To solve the problem of finding the values of two resistors \( R_1 \) and \( R_2 \) given their equivalent resistance in series and parallel, we can follow these steps: ### Step 1: Write down the equations for series and parallel resistances.

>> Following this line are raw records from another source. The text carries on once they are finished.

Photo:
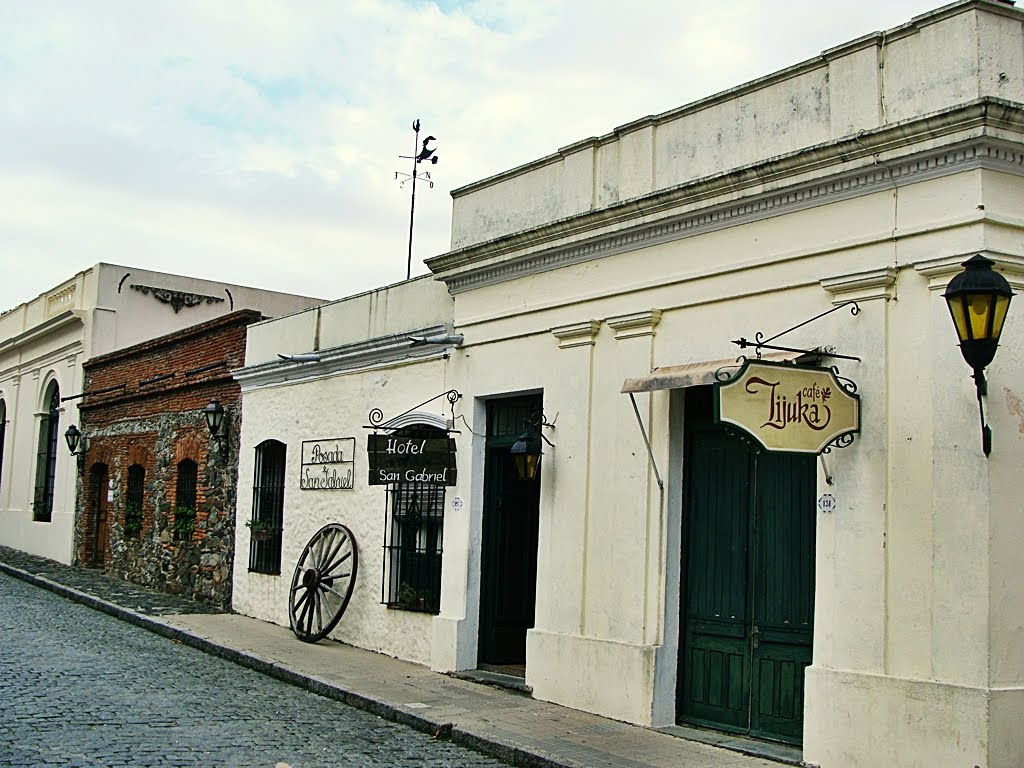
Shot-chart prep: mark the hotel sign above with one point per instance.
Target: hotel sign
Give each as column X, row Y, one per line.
column 787, row 408
column 400, row 459
column 328, row 464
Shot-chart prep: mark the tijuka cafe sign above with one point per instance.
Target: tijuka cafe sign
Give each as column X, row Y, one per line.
column 400, row 459
column 787, row 408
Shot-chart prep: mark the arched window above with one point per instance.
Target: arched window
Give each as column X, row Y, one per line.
column 133, row 501
column 3, row 434
column 46, row 457
column 184, row 500
column 268, row 508
column 413, row 539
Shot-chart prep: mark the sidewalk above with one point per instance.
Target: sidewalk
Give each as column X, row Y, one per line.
column 509, row 726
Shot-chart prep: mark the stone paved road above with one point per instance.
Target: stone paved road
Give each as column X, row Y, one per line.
column 80, row 688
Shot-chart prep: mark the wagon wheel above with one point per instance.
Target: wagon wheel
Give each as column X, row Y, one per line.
column 323, row 583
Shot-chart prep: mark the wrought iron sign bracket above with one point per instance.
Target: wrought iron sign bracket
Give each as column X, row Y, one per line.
column 760, row 342
column 377, row 420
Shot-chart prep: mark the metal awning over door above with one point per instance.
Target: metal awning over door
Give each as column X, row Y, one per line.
column 687, row 375
column 693, row 374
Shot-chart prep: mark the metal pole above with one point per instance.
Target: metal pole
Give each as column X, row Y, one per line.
column 412, row 208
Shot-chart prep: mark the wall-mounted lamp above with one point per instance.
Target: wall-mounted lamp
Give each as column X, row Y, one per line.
column 74, row 438
column 978, row 300
column 527, row 450
column 214, row 414
column 78, row 443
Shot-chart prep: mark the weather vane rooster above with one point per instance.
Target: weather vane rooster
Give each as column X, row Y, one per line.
column 421, row 154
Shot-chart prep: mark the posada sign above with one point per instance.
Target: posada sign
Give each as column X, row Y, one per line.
column 400, row 459
column 787, row 408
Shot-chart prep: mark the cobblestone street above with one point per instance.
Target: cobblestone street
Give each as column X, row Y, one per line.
column 81, row 688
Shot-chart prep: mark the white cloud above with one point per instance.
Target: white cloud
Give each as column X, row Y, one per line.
column 258, row 143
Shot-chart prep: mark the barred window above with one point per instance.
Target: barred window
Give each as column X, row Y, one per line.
column 184, row 500
column 133, row 503
column 46, row 458
column 267, row 519
column 414, row 531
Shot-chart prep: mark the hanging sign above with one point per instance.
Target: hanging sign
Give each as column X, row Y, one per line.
column 399, row 459
column 788, row 408
column 328, row 464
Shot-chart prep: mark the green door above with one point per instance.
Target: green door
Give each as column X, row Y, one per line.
column 749, row 582
column 508, row 552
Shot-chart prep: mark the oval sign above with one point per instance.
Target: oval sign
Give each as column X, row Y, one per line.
column 787, row 408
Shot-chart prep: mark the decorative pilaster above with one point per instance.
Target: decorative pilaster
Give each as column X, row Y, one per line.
column 577, row 335
column 635, row 324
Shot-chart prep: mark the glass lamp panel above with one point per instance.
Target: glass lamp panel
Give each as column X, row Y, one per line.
column 1001, row 305
column 532, row 460
column 960, row 317
column 980, row 313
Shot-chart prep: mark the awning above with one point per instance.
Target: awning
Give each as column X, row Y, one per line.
column 694, row 374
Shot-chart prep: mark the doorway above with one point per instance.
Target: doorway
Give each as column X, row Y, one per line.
column 99, row 482
column 748, row 596
column 508, row 556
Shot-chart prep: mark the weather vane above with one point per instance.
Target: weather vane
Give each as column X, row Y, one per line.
column 421, row 154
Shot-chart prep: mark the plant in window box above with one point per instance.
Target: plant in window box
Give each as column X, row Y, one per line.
column 260, row 530
column 184, row 522
column 410, row 598
column 133, row 521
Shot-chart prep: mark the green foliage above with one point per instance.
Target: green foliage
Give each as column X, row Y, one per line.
column 184, row 522
column 133, row 521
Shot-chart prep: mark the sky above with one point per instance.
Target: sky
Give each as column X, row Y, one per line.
column 257, row 142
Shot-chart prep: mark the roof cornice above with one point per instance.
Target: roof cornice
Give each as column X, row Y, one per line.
column 881, row 159
column 381, row 351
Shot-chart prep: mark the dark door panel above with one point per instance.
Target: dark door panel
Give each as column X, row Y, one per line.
column 749, row 592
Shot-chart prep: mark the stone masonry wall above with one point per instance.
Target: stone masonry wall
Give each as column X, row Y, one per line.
column 143, row 407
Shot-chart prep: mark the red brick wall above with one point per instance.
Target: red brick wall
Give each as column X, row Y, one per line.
column 156, row 424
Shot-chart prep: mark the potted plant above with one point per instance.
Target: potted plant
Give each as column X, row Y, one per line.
column 260, row 530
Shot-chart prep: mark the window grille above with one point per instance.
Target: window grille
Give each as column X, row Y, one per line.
column 133, row 503
column 413, row 535
column 3, row 433
column 184, row 500
column 46, row 459
column 267, row 518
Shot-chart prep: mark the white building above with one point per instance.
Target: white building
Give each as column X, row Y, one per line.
column 43, row 344
column 867, row 605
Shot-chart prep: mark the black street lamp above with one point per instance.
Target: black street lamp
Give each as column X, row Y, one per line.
column 214, row 414
column 73, row 436
column 978, row 300
column 527, row 450
column 526, row 454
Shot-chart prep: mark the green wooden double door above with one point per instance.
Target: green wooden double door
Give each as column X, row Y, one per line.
column 748, row 595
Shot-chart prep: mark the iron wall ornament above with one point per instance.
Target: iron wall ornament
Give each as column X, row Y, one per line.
column 323, row 582
column 377, row 416
column 177, row 299
column 760, row 342
column 788, row 408
column 420, row 154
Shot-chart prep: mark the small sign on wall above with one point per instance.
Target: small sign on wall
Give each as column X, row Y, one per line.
column 328, row 464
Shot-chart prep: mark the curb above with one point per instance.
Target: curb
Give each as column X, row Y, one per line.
column 494, row 748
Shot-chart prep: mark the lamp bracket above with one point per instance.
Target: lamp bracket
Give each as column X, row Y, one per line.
column 377, row 420
column 760, row 342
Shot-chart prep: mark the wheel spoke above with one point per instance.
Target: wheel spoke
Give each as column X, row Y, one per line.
column 333, row 591
column 334, row 551
column 304, row 613
column 336, row 563
column 320, row 615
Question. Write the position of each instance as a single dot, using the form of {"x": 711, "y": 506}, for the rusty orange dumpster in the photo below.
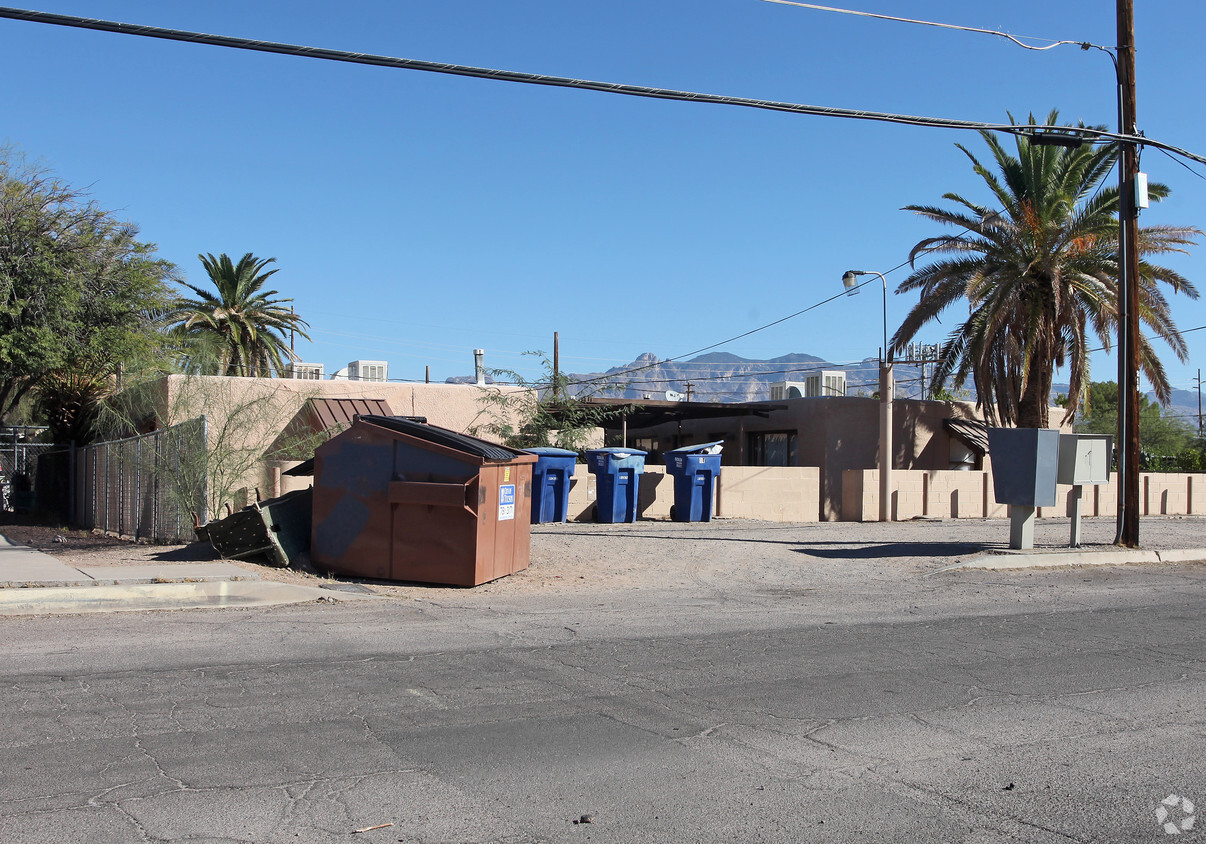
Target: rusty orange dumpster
{"x": 399, "y": 499}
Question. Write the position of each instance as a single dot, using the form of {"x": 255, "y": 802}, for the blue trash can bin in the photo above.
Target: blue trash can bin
{"x": 618, "y": 482}
{"x": 550, "y": 484}
{"x": 695, "y": 469}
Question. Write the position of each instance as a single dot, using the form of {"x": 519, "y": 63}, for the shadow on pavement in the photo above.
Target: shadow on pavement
{"x": 846, "y": 551}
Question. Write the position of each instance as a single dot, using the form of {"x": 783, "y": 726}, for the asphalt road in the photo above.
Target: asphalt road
{"x": 1057, "y": 705}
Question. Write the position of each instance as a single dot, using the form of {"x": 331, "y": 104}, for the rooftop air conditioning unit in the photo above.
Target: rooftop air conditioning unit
{"x": 306, "y": 371}
{"x": 788, "y": 390}
{"x": 368, "y": 370}
{"x": 826, "y": 382}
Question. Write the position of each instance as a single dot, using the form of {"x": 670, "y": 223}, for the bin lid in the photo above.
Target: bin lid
{"x": 470, "y": 445}
{"x": 698, "y": 449}
{"x": 619, "y": 452}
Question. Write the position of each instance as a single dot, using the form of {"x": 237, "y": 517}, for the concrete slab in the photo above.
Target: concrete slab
{"x": 71, "y": 599}
{"x": 175, "y": 573}
{"x": 1182, "y": 555}
{"x": 21, "y": 566}
{"x": 1017, "y": 560}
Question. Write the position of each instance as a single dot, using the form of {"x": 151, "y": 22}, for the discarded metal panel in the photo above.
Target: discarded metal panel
{"x": 275, "y": 531}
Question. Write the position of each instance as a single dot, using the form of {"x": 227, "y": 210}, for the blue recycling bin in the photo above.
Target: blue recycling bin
{"x": 618, "y": 482}
{"x": 695, "y": 469}
{"x": 550, "y": 484}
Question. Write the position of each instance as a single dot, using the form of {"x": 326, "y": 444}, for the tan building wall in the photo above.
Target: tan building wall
{"x": 969, "y": 494}
{"x": 246, "y": 417}
{"x": 771, "y": 493}
{"x": 833, "y": 434}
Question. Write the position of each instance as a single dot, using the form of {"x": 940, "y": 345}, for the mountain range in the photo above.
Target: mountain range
{"x": 720, "y": 376}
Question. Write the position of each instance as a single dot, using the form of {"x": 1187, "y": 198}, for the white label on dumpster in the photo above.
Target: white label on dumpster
{"x": 505, "y": 502}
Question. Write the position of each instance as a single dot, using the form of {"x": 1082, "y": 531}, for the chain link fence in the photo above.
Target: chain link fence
{"x": 146, "y": 487}
{"x": 22, "y": 466}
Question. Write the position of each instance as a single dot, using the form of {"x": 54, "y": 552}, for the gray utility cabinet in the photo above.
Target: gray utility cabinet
{"x": 1024, "y": 466}
{"x": 1083, "y": 461}
{"x": 1084, "y": 458}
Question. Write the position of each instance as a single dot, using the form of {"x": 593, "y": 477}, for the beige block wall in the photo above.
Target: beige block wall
{"x": 969, "y": 494}
{"x": 773, "y": 493}
{"x": 777, "y": 494}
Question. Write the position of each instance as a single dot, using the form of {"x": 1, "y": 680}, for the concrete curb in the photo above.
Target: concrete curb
{"x": 214, "y": 595}
{"x": 1013, "y": 560}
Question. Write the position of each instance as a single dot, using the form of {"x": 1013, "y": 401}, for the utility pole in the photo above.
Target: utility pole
{"x": 1128, "y": 283}
{"x": 1199, "y": 404}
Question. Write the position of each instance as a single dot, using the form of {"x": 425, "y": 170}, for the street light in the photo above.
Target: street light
{"x": 887, "y": 387}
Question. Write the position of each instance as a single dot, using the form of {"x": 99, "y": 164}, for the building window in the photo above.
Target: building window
{"x": 772, "y": 447}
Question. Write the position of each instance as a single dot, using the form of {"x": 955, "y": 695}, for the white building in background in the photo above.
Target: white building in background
{"x": 306, "y": 371}
{"x": 363, "y": 370}
{"x": 825, "y": 382}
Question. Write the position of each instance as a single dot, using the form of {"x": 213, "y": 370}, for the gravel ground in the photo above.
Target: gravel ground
{"x": 747, "y": 554}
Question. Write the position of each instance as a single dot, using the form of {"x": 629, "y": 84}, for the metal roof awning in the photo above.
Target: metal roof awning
{"x": 973, "y": 433}
{"x": 339, "y": 412}
{"x": 648, "y": 414}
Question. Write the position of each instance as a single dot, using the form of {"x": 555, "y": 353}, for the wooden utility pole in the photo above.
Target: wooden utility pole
{"x": 1199, "y": 404}
{"x": 1128, "y": 281}
{"x": 556, "y": 365}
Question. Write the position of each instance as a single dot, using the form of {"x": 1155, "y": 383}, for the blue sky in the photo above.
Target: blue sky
{"x": 415, "y": 217}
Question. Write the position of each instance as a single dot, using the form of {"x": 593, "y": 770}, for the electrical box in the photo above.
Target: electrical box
{"x": 1084, "y": 458}
{"x": 1024, "y": 462}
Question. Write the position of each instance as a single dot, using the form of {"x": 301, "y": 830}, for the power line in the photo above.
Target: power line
{"x": 1052, "y": 42}
{"x": 299, "y": 51}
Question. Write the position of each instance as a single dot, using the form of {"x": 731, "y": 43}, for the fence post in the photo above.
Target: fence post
{"x": 71, "y": 484}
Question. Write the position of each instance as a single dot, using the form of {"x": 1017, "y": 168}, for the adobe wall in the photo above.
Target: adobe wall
{"x": 245, "y": 416}
{"x": 969, "y": 494}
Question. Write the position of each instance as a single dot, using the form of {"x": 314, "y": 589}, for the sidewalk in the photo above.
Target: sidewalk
{"x": 34, "y": 582}
{"x": 647, "y": 556}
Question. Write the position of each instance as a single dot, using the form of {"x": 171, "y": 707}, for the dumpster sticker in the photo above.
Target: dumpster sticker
{"x": 505, "y": 502}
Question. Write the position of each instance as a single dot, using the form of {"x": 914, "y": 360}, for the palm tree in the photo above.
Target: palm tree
{"x": 1038, "y": 271}
{"x": 243, "y": 326}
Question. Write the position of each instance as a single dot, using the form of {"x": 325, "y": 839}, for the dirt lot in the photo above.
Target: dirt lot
{"x": 720, "y": 557}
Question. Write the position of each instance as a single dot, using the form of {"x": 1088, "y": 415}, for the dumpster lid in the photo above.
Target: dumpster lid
{"x": 698, "y": 449}
{"x": 470, "y": 445}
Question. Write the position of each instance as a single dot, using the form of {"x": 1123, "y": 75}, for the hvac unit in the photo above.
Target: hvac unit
{"x": 306, "y": 371}
{"x": 826, "y": 382}
{"x": 788, "y": 390}
{"x": 368, "y": 370}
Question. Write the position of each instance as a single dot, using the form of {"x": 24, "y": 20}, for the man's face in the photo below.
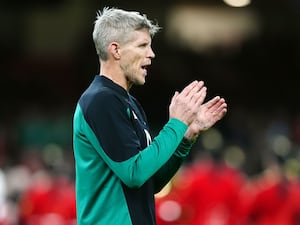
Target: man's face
{"x": 136, "y": 56}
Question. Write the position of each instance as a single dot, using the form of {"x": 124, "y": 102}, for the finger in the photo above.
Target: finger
{"x": 192, "y": 89}
{"x": 200, "y": 96}
{"x": 215, "y": 107}
{"x": 212, "y": 102}
{"x": 188, "y": 88}
{"x": 221, "y": 111}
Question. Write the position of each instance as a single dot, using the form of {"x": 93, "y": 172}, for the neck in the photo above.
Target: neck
{"x": 115, "y": 74}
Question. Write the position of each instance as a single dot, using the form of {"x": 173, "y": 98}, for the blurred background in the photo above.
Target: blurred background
{"x": 249, "y": 54}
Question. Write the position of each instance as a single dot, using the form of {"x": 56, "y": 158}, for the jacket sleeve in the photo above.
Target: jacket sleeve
{"x": 169, "y": 169}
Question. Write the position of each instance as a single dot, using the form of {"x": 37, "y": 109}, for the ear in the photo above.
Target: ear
{"x": 114, "y": 50}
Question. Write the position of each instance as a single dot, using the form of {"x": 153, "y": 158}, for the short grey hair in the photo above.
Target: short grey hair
{"x": 114, "y": 24}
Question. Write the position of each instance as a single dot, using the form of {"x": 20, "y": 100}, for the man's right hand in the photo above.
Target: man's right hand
{"x": 185, "y": 105}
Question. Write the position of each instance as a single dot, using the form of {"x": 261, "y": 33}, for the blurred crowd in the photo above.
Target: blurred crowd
{"x": 213, "y": 193}
{"x": 244, "y": 171}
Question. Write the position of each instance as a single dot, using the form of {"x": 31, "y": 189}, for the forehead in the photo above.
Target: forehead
{"x": 140, "y": 36}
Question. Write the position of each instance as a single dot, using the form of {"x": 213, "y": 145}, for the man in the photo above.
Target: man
{"x": 119, "y": 167}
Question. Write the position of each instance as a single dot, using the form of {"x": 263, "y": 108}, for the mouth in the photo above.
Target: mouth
{"x": 145, "y": 67}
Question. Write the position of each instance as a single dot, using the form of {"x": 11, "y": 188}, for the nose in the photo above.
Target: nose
{"x": 151, "y": 53}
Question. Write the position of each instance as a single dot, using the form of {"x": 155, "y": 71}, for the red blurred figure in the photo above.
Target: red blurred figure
{"x": 48, "y": 201}
{"x": 209, "y": 193}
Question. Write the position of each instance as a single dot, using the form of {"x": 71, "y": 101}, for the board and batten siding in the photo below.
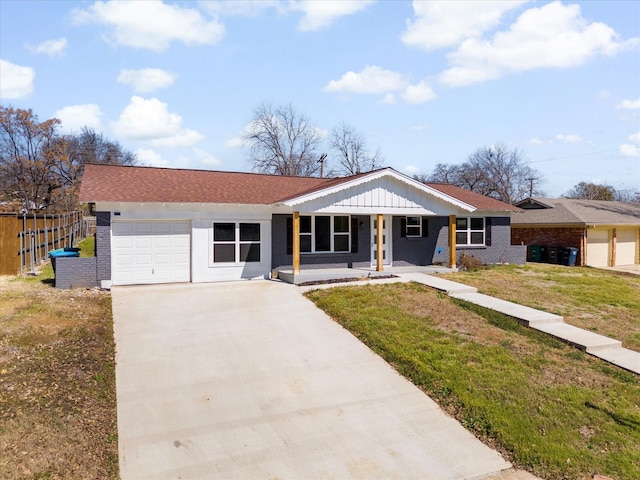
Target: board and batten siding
{"x": 383, "y": 195}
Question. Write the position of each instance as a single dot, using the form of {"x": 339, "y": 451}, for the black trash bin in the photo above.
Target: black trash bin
{"x": 554, "y": 255}
{"x": 569, "y": 256}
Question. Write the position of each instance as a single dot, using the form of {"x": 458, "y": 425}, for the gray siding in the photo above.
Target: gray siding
{"x": 499, "y": 248}
{"x": 280, "y": 258}
{"x": 103, "y": 245}
{"x": 407, "y": 251}
{"x": 76, "y": 272}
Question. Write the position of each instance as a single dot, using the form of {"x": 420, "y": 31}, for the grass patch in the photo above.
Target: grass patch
{"x": 550, "y": 409}
{"x": 596, "y": 300}
{"x": 57, "y": 382}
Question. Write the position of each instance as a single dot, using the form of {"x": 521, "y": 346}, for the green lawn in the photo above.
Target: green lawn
{"x": 550, "y": 408}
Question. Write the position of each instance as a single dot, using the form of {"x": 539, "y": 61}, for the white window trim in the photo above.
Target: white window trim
{"x": 407, "y": 226}
{"x": 469, "y": 231}
{"x": 332, "y": 235}
{"x": 237, "y": 242}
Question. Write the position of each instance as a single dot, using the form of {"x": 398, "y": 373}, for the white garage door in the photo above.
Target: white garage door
{"x": 626, "y": 246}
{"x": 598, "y": 248}
{"x": 150, "y": 252}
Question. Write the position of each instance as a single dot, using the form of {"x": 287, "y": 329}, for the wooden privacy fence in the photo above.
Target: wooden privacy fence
{"x": 25, "y": 240}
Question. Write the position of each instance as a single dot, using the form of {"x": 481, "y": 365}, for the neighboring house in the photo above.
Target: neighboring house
{"x": 157, "y": 225}
{"x": 606, "y": 233}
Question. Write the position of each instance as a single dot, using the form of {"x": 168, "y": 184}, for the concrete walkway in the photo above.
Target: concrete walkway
{"x": 251, "y": 380}
{"x": 594, "y": 344}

For resistors in series: \[ R_s = R_1 + R_2 \] Given that \( R_s = 6 \, \Omega \), we have: \[ R_1 + R_2 = 6 \quad \text{(Equation 1)} \] For resistors in parallel: \[ R_p = \frac{R_1 R_2}{R_1 + R_2} \] Given that \( R_p = \frac{4}{3} \, \Omega \), we can substitute \( R_1 + R_2 \) from Equation 1: \[ \frac{R_1 R_2}{6} = \frac{4}{3} \] Multiplying both sides by 6 gives: \[ R_1 R_2 = 8 \quad \text{(Equation 2)} \] ### Step 2: Solve the system of equations. Now we have two equations: 1. \( R_1 + R_2 = 6 \) 2. \( R_1 R_2 = 8 \) From Equation 1, we can express \( R_2 \) in terms of \( R_1 \): \[ R_2 = 6 - R_1 \] ### Step 3: Substitute \( R_2 \) into Equation 2. Substituting \( R_2 \) into Equation 2: \[ R_1(6 - R_1) = 8 \] Expanding this gives: \[ 6R_1 - R_1^2 = 8 \] Rearranging the equation: \[ R_1^2 - 6R_1 + 8 = 0 \] ### Step 4: Solve the quadratic equation. We can solve this quadratic equation using the quadratic formula: \[ R_1 = \frac{-b \pm \sqrt{b^2 - 4ac}}{2a} \] where \( a = 1, b = -6, c = 8 \): \[ R_1 = \frac{6 \pm \sqrt{(-6)^2 - 4 \cdot 1 \cdot 8}}{2 \cdot 1} \] \[ R_1 = \frac{6 \pm \sqrt{36 - 32}}{2} \] \[ R_1 = \frac{6 \pm \sqrt{4}}{2} \] \[ R_1 = \frac{6 \pm 2}{2} \] This gives us two possible values: \[ R_1 = \frac{8}{2} = 4 \quad \text{or} \quad R_1 = \frac{4}{2} = 2 \] ### Step 5: Find \( R_2 \). Using \( R_1 = 4 \): \[ R_2 = 6 - R_1 = 6 - 4 = 2 \] Using \( R_1 = 2 \): \[ R_2 = 6 - R_1 = 6 - 2 = 4 \] ### Conclusion: Thus, the values of the resistances are: \[ R_1 = 4 \, \Omega \quad \text{and} \quad R_2 = 2 \, \Omega \] ### Final Answer: The resistances are \( 4 \, \Omega \) and \( 2 \, \Omega \). ---